My friend was correct. The other driver was way back there. Then I sensed what he was up to. “He’s making sure he’s got enough room to achieve ramming speed,” I said.
My friend was still very nonchalant about the whole business. But what if this guy had been a lawyer on his way back from lunch to be late for his first afternoon appointment. Now he really was going to be late, and it was our fault. “If he was actually in a hurry,” my friend said, “he’d honk his horn.”

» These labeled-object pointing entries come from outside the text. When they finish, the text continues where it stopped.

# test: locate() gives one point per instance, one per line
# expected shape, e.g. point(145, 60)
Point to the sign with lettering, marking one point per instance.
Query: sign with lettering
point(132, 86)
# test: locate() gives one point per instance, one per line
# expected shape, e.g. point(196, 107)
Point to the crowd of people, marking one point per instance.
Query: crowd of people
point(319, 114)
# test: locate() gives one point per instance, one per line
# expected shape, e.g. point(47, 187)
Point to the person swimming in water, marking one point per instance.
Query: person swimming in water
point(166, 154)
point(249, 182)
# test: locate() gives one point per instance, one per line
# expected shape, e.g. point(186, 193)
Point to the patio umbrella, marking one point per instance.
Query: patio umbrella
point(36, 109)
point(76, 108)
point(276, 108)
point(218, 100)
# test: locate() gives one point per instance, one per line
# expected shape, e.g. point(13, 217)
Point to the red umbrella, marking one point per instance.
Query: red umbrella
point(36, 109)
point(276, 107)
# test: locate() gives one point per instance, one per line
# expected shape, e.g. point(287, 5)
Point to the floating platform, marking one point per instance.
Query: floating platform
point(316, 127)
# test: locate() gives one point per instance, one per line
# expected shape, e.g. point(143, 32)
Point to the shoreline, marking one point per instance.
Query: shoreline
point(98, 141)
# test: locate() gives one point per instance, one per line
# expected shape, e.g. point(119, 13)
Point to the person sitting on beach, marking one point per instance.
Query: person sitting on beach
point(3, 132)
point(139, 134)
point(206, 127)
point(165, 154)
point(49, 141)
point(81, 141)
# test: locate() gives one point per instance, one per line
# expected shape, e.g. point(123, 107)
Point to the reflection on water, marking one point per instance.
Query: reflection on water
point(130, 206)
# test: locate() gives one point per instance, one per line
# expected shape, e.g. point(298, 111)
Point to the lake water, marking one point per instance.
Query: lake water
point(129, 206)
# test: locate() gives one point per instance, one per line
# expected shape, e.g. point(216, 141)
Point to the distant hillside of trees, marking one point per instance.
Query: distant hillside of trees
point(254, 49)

I checked the other driver in the rear view again. “He’s too busy shaking his fists.” I’ve never seen a face so red before. Or such foaming at the mouth. Or a windshield fog up so fast. I rolled down my window. “He’s also making a comparison between your family lineage and exotic farm animals.”
I’m not telling you this simply to embarrass my friend. That’s only part of the reason. It’s also to save his life. One day, he’s going to pull this stunt on a disgruntled postal worker and that’ll be it – out comes the Uzi and my friend is Hyundai Helper. The worst part is that no jury in the world would convict the killer. We’ve all been there, right? Justifiable Parkade Homicide. (With my friend’s luck, the judge will turn out to be that poor guy we delayed. “I remember the victim well. RJK 042. As a judge, I can’t condone violence or vigilantism, but the bastard had it coming.”)
So remember, don’t plug up traffic in a parkade waiting for a space to open. You’re annoying people, wasting fuel, and polluting the planet. The life you save might be your own.